Oldies (Was For Louis Proyect)

Doug Henwood dhenwood at panix.com
Wed Oct 28 10:39:51 PST 1998


[This bounced, because as the Panix mailer put it, "This may be hard to believe, but there was no "From:" field in this message I just received. I'm not gonna send it out, but you can...[.]" Chuck, check your <From:> field!]

Sender: cgrimes at tsoft.com Content-Type: text/plain; charset=us-ascii Content-Transfer-Encoding: 8bit MIME-Version: 1.0 Date: Tue, 27 Oct 1998 14:15:49 -0800 (PST) To: lbo-talk at lists.panix.com Subject: Oldies (Was For Louis Proyect)

Ken Lawrence to Louis P:

Tom Condit could tell some good stories about the fun we had as a minority libertarian socialist and Wobbly "tendency" (constitutionally recognized faction) in the old YPSL, when Norman Thomas was the SP elder, Mike Harrington was still a "youth," and all the red diaper babies were Shachtmanites!

----------------

Those names, particularly Mike Harrington--but I can't remember a thing he said or what he looked like--just the name. Wasn't he a law student at Boalt?

I know we are supposed to forget bourgois nostalgia, but so what? When I first got to UCB ('65-6) the YPSL's were having it out in public on the Sproul Hall steps with loudspeakers, haranging the crowds in high comic opera. I can still hear Betina Abtecker's(?) screeching voice--like broken glass.

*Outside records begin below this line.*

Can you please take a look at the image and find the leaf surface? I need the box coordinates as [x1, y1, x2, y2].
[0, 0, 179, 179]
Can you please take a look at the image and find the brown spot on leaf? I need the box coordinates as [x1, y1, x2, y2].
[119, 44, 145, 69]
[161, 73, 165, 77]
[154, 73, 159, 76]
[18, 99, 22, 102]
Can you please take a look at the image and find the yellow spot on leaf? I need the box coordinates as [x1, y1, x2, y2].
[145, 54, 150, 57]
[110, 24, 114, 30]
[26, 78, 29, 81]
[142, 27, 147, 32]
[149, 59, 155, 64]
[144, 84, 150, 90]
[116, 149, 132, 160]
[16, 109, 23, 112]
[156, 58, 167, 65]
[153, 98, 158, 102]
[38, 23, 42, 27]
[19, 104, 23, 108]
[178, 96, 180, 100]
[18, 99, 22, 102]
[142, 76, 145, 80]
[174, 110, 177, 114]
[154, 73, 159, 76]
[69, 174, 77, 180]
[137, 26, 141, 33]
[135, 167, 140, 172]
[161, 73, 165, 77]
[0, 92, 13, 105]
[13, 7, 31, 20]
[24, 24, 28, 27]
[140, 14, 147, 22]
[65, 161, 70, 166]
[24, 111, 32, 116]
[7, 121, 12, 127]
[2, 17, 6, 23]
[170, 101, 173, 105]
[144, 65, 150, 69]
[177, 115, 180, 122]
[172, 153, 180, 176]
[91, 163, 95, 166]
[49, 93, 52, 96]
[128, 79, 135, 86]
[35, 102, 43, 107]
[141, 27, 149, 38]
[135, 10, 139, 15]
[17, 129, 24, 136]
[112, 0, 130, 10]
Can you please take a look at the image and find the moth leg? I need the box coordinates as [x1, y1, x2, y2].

But I gotta tell you, that kind of arcane factional in-fighting got boring fast--particularly when concrete issues and conditions were right in front of us--speaking as one of the nameless mass. Theoretical positions on the correct tactics to defeat capitalism seemed irrelevant when I had no money to get through school, no legal help to fight the draft, and no way out of any of it. So, in the first confrontations I was part of with the cops (inside the ASUC building) over the right to assemble and organize on campus, there was going to be no help from any organizations. You were on your own. In fact, in this mass meeting of a few hundred, that became the agenda--this was not formally sanctioned by any on-campus organization so there would be no legal help if you got arrested. Great. So it turned into fighting and running and no sit-in. That is pretty much how these things were transformed from peaceful sit-ins into the hit and run tactics that developed later.

It was a lesson in leadership, organization, solidarity, and the dialectic of violence--all take and no give--that was the 'take home message' as they say these days. So, for the younger members out there, the first order of business in the book of organization, is support your people.